Beirut Recep Tayyip Erdogan torna a giocarsi tutto su Istanbul, come all'inizio della sua ascesa, quando con la vittoria nella metropoli distesa tra Europa e Asia cominciò la scalata al potere. Istanbul non è la capitale ma è il motore economico e politico della Turchia. Ed è soprattutto un simbolo, il centro dell'ultimo grande impero islamico, quello ottomano. Erdogan ha perso Istanbul alle amministrative di marzo, ma il suo partito, l'Akp, è riuscito a ottenere la ripetizione del voto. E oggi si tornano a sfidare i due candidati del ballottaggio: l'ex premier Binali Yildirim, uomo di Erdogan, appoggiato anche dai nazionalisti di Mhp, ed Ekrem Imamoglu, scelto dai repubblicani kemalisti del Chp e sostenuto dai nazionalisti di Iyi Parti e dai curdi dell'Hdp.
Imamoglu aveva vinto lo scorso 31 marzo con un vantaggio di 24mila voti, poi ridotti dopo il riconteggio delle schede nulle a 13.729 voti. Ma il 6 maggio la commissione elettorale Ysk ha stabilito che si sarebbe dovuto rivoltare il 23 giugno. Imamoglu in un dibattito, il primo in Turchia dopo 17 anni, ha definito il voto «una lotta per la democrazia». Erdogan invece ha accusato Imamoglu di «legami con terroristi» e lo ha paragonato al presidente egiziano Abdel Fattah al-Sisi. «Domenica diremo sì a Binali Yildirim o diremo di sì ad al-Sisi?», ha chiesto alla folla.

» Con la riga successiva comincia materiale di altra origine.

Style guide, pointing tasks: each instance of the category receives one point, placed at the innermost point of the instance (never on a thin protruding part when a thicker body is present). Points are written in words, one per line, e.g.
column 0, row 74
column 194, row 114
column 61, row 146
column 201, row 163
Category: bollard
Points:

Questo perché anche il leader del partito filo-curdo Hdp Selahattin Demirtas, in carcere da due anni, ha fatto endorsement per Imamoglu.
È stata una campagna elettorale all'ultimo sangue. Perché come amava dire lo stesso Erdogan «chi vince a Istanbul vince in tutta la Turchia». La metropoli ha 16 milioni di abitanti ed è il centro di gravità dell'intero Paese. Erdogan ha iniziato la sua carriera politica proprio qui 25 anni fa e da allora il suo partito l'ha sempre governata. Secondo il Turkish Statistica Institute Istanbul rappresenta più del 31 per cento del prodotto interno lordo del Paese. Ha un'economia maggiore di paesi come il Portogallo, la Grecia e l'Egitto. Ma per Erdogan la sfida arriva in un momento difficile. La Turchia si barcamena in un difficile quadro internazionale. I rapporti con Washington sono degenerati dopo il fallito colpo di stato del 15 luglio 2016. Ankara sostiene che è stato organizzato dal predicatore islamico in esilio in Pennsylvania Fethullah Gulen. Dopo il fallito golpe il governo ha arrestato e licenziato dalle istituzioni statali decine di migliaia di persone accusate di essere seguaci di Gulen. Il Paese ha dovuto affrontare attacchi terroristici, l'impegno nella guerra in Siria e migrazioni di massa. Il conflitto siriano ha portato a un riavvicinamento della Turchia alla Russia, a una spartizione delle sfere di influenza nel Paese e all'acquisto del sistema anti-aereo S400, accordo ostacolato da Washington.
Una vittoria di Imamoglu significherebbe che battere il finora invincibile Erdogan non è impossibile e sarebbero un trampolino di lancio per il leader dell'opposizione, personaggio agli antipodi di Erdogan. Rappresenta una Turchia più aperta, e non assediata da nemici, interni ed esterni, i gulenisti, gli Stati Uniti, l'Europa, i curdi. Per Erdogan perdere la città significherebbe rinunciare anche ai soldi di cui usufruiscono numerose fondazioni a lui vicine.
Alcune hanno ricevuto circa 100 milioni di dollari di sussidi dal comune tra il 2014 e il 2018. «Ma anche se l'Akp vincesse le elezioni, la resilienza della democrazia in Turchia - spiega l'ex ambasciatore Usa ad Ankara Robert Pearson - è chiaramente la lezione più importante da trarre da questo momento».